O exigível é que um candidato não resulte de uma OPA hostil a um partido, ainda que o partido se ponha a jeito. Um presidente de Câmara não pode ser o resultado da junção de caciques e clientes à volta de um patrão sustentado por filiados “fichistas”, um saco de gatos, cuja “vontade” militante foi comprada por quem lhes pagará as quotas em troca de um emprego para o filho ou a esposa, ou lhe forneceu um serviço público gratuito através de uma instituição municipal, manifestos atos de corrupção a que, infelizmente, não têm merecido a atenção da justiça. Um perfil desses resulta num “patrimonialista”, ou seja, alguém fará do lugar de presidente o de proprietário do concelho. Um bom perfil de presidente de Câmara carrega o traço de empenho desinteressado. Na Antiga Grécia, dizia-se que uma pessoa assim era possuída pela parrésia. Apresenta vida pública dedicada e vida privada clara e conhecida. Límpida! Ama a terra com os suas virtudes e defeitos e luta contra aquele destino que parece ineludível. Oferece não só esperança como faz aparecer soluções. Vê longe e apresenta-se como um farol, projetando o “dom da graça”, essa santidade também conhecida por “carisma”. Acima de tudo, um bom perfil para presidente da Câmara não depende de esquemas de vida ocultos.
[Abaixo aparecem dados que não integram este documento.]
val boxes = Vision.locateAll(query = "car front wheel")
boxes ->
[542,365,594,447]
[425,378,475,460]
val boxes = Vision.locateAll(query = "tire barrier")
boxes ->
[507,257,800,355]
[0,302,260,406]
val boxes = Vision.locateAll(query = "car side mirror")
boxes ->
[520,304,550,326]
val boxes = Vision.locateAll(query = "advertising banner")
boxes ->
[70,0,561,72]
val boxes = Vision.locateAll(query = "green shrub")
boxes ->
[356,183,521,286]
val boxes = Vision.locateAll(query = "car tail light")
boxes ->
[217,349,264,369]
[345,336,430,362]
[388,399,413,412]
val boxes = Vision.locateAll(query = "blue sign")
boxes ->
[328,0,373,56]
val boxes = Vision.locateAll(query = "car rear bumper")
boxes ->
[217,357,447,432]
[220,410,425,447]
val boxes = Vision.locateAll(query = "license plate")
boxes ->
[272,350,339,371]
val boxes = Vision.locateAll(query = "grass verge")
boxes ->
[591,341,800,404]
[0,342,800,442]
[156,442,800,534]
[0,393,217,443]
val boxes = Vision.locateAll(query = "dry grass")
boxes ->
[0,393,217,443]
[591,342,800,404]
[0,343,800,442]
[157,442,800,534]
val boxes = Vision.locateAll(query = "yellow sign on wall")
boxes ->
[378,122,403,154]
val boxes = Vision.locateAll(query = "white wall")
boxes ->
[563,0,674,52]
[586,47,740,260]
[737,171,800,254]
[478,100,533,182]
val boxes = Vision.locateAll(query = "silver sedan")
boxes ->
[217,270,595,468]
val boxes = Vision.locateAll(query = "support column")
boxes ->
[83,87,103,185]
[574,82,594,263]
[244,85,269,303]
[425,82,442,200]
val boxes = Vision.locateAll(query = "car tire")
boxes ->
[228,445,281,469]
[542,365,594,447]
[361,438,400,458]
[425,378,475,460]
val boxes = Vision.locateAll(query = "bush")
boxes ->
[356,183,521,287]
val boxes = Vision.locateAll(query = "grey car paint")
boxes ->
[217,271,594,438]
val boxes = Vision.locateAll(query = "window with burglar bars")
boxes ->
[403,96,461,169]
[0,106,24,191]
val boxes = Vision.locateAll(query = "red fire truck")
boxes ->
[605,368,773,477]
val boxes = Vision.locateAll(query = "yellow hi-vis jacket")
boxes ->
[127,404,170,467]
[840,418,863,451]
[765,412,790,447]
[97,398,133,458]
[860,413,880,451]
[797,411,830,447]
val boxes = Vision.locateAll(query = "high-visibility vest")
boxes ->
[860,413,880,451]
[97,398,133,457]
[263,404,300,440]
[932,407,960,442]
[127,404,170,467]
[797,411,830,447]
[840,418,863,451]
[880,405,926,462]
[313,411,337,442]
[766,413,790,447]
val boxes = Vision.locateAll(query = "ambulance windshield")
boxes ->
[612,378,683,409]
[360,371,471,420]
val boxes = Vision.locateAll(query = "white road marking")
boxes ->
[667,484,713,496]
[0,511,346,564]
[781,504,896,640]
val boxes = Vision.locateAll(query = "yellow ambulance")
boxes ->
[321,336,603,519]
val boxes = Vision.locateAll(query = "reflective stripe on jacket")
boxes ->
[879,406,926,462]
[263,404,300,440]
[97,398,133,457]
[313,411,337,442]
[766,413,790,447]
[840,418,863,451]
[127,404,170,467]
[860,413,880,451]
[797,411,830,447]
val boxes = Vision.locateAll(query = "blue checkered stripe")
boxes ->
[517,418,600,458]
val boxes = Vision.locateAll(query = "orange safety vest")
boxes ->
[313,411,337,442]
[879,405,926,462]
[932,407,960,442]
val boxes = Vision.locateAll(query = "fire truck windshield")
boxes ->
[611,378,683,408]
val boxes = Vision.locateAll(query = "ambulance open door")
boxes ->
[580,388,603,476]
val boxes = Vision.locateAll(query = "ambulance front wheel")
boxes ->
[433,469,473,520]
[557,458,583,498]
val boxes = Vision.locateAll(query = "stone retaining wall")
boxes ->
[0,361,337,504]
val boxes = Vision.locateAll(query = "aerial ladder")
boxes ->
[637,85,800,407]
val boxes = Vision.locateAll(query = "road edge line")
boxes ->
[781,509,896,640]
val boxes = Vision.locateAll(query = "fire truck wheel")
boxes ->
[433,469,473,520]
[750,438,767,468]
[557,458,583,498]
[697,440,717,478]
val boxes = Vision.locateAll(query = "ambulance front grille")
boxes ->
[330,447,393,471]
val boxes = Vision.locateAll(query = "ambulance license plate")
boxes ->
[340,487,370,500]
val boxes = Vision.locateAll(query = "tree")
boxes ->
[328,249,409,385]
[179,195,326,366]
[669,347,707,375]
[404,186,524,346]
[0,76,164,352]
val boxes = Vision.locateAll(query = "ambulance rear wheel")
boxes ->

Há sempre que ter cuidado com os atores da bondade. É bem verdade que as aparências iludem. As falsidades impõem-se com subtileza, dominam com sorrisos e circulam possuídos pelo mito de Narciso; mostrando-se sempre apaixonados pela sua imagem na qual vão-se afogar, seguramente. Candidatos cuja riqueza não tem proveniência são de desconfiar. Principalmente aqueles que desprezam os ganhos do seu trabalho, oferecendo-o a velhinhos e às instituições porque afirmam não necessitar do rendimento associado. Esses candidatos, geralmente tidos como ricos, sem se saber de onde lhes vem a riqueza, vão, a qualquer momento, ser detidos à saída de um avião para explicar à justiça qual a razão porque pagam, sempre, maquias altas em dinheiro vivo. Cash! El contado!

Por isso, a primeira coisa a perguntar é se determinada pessoa tem condições pessoais para ser candidato. Se alguma vez usou cargos em organizações paramunicipais para corromper, a troco de promessas de votos em seu nome no partido.  Se tal atenção não for tomada, corre-se sempre o risco de se ver um proxeneta, alguém que vive, direta ou indiretamente, dos proventos da prostituição, a candidato a uma Câmara Municipal. Guimarães não corre esse risco. Felizmente ainda há quem o não permita.